Great, now he thinks that his crying is rewarded with coming to our bed...I know Ferber, wrong choice. I know, in my logical brain, what the experts may say but at this point I need sleep more than a junkie needs their next fix, so my emotional, 2 am, brain wins out. Of course he slept soundly until the next morning, once he completely took over the bed, no wait, my side of the bed forcing me into a reverse c-shape...mmmm...comfy!
Fast forward to last night, H awoke just after midnight crying for milk. I did not give in, I did not give him soothing bovine sustainence. I held him on the couch until he fell back asleep and then put him back in his bed, where he slept until 6am today.
I acknowledge that I did get him out of his bed, but he did not get milk, and he slept in his own bed the rest of the night. I'll take the small victories. While I would not have had this race to run had I not made certain choices before, those decisions are made, and I am where I am. So, I've chosen to take the most apartment-neighbor-friendly route, while still having the end goal of a child that sleeps in their own bed the whole night.
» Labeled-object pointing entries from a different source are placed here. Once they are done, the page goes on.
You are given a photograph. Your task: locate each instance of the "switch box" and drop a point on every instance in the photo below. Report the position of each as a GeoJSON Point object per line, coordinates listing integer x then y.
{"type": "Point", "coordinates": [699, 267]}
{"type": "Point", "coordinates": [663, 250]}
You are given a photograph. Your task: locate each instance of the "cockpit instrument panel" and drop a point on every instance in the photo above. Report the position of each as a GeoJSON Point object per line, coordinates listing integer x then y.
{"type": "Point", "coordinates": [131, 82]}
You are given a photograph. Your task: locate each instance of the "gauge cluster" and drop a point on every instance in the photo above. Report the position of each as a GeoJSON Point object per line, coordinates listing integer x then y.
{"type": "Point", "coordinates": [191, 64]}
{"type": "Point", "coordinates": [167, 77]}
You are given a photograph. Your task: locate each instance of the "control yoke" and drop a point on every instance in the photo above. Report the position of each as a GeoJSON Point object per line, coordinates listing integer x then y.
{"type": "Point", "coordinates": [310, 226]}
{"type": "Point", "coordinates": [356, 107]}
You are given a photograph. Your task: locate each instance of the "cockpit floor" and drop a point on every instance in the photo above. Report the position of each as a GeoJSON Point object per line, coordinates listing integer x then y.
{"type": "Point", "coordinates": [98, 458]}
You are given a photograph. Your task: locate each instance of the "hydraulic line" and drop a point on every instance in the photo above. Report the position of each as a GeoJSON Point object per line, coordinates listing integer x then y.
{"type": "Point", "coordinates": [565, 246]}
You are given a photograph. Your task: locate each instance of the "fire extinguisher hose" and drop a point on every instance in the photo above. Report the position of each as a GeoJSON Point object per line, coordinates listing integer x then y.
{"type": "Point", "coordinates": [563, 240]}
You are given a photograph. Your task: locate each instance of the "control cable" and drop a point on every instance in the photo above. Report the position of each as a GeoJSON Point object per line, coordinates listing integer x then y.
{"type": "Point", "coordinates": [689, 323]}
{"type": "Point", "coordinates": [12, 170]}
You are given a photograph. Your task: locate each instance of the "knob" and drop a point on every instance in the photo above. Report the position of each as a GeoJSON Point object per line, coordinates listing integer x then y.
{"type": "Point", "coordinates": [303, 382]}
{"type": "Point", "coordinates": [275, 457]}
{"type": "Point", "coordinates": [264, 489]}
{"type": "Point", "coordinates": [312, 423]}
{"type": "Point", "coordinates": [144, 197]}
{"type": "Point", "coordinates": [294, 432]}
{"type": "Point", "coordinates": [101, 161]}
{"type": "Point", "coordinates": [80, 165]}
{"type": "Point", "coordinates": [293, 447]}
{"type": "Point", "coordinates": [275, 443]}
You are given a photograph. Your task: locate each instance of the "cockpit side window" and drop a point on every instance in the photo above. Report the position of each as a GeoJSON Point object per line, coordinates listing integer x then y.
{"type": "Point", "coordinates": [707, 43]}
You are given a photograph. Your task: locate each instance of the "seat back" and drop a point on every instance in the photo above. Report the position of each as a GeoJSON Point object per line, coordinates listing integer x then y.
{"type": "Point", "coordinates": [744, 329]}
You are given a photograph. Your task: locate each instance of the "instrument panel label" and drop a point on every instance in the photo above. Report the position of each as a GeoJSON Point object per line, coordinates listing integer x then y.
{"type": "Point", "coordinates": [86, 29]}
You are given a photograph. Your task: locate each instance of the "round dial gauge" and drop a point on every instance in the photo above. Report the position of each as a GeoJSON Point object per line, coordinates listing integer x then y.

For me, slow and steady will have to win this race.
1 comment:
I can so empathize! After too many nights bringing little j to bed forcing one of us (usually me) to move to her bed in order to get at least a few hours of sleep I'd had enough. Unfortunately that involved one of us sleeping with her in her twin bed until she fell back to sleep, but eventually it worked. Will there be a morning I wake up without dark circles under my eyes? Doubtful!